When he’s standing in front of me a few seconds later, I’m surprised when he stretches out his hand and politely greets me.
“Good afternoon, sir.”
I see now that he’s still a young man. The lines that life leaves behind when we age have not yet marked his face. He looks at me without guilt or shame. An explorer, who has yet to take the first steps of his long journey, but trusting that all the days to come will bring good luck.
He’s a remarkable man. Before I can say anything, he surprises me for the second time. “I have come for the HIV test. I told the nurse yesterday that I was coming. Here I am.”
I am speechless…
Of course, HIV is prevalent in this world. The nurses who work in the container clinic behind me estimate that 80 percent of the truckers and 60 percent of the sex workers who have gathered on this dusty piece of land are infected with HIV.

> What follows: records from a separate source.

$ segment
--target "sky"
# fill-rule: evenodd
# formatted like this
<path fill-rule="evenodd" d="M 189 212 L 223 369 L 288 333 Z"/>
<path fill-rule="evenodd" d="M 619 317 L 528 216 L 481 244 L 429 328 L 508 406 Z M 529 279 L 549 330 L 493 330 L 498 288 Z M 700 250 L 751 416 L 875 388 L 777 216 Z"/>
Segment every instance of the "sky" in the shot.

It means that nearly all the adult men and women on this piece of land have HIV, a truth that blows me away when it sinks in… But despite the fact that HIV is so prevalent, it’s not talked about much. On the contrary. At this truck stop HIV is not spoken about. Here they whisper about it, preferably after sunset. Telling a strange white man about your HIV test… no one does that.

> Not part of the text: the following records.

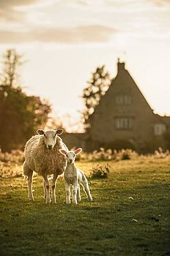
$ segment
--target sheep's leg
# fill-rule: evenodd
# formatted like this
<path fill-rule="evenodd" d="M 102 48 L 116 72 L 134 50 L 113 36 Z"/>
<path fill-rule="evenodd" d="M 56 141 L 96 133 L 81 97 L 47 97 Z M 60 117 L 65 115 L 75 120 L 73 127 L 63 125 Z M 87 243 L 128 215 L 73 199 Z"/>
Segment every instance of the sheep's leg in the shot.
<path fill-rule="evenodd" d="M 80 185 L 78 184 L 78 188 L 77 188 L 77 201 L 78 202 L 81 201 L 81 188 L 80 188 Z"/>
<path fill-rule="evenodd" d="M 52 203 L 56 203 L 56 193 L 55 193 L 55 188 L 56 188 L 56 181 L 57 180 L 58 175 L 56 174 L 54 174 L 52 183 Z"/>
<path fill-rule="evenodd" d="M 33 171 L 28 167 L 25 162 L 23 164 L 23 175 L 27 176 L 28 188 L 28 199 L 30 201 L 34 201 L 32 194 L 32 176 Z"/>
<path fill-rule="evenodd" d="M 77 190 L 78 190 L 78 182 L 76 181 L 74 183 L 73 190 L 72 190 L 72 202 L 73 203 L 75 203 L 75 204 L 77 204 L 77 200 L 76 200 Z"/>
<path fill-rule="evenodd" d="M 66 203 L 70 203 L 70 184 L 69 184 L 67 182 L 65 182 L 65 194 L 66 194 Z"/>
<path fill-rule="evenodd" d="M 89 188 L 89 185 L 88 185 L 88 181 L 87 179 L 85 176 L 83 176 L 81 183 L 83 185 L 84 190 L 87 194 L 87 198 L 89 201 L 92 201 L 92 196 L 90 194 Z"/>
<path fill-rule="evenodd" d="M 43 175 L 43 177 L 44 179 L 44 183 L 45 185 L 45 192 L 46 192 L 46 200 L 45 203 L 50 203 L 50 183 L 47 179 L 47 175 Z"/>
<path fill-rule="evenodd" d="M 45 186 L 45 183 L 44 180 L 43 183 L 44 199 L 46 199 L 46 186 Z"/>

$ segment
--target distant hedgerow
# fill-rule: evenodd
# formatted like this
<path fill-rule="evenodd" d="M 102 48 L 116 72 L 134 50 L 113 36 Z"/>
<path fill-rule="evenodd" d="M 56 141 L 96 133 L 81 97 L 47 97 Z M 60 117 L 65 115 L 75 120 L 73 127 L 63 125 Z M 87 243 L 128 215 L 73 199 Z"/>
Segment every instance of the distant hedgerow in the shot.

Except for the unusual man standing in front of me…
“When you’ve finished with the nurse at the clinic, shall we talk?” I ask him.
FIRST MAN-TO-MAN TALK ABOUT HIV
“Did you get the result immediately?”
He nods. “It was positive.”
“I’m sorry to hear that.”
He looks unfazed, but I feel that appearances are deceiving. It must have been a shock. A positive HIV test is always a shock.

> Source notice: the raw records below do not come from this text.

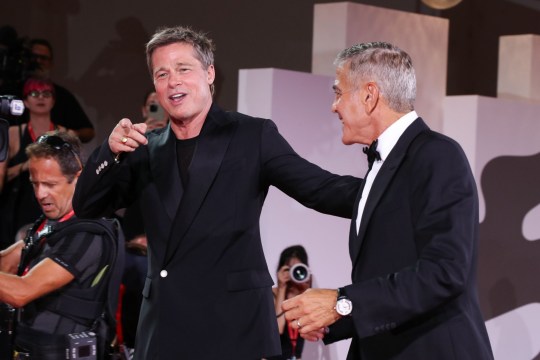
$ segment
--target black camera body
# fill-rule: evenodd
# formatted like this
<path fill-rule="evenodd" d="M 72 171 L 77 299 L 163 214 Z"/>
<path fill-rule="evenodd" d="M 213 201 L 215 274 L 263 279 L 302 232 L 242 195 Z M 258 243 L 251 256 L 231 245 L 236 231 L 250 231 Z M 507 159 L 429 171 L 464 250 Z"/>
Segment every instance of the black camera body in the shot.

“I’m going to take the pills. Every day. Then you don’t die. I will be fine.”
“Yes,” I say, “that’s right. Look at me. I’ve been taking the pills for 20 years and I’m still not dead. And I’m not going to die either, not for a long time.”
He looks at me with eyes wide. He asks me three times to repeat “20 years”. He’s being told that you can grow old with HIV, that unlike 10 years ago, you aren’t necessarily sick from this virus, you won’t die.
But so much is said, so much is whispered.
“How old are you?” he asks. Because he wants to make sure I’m not fooling him.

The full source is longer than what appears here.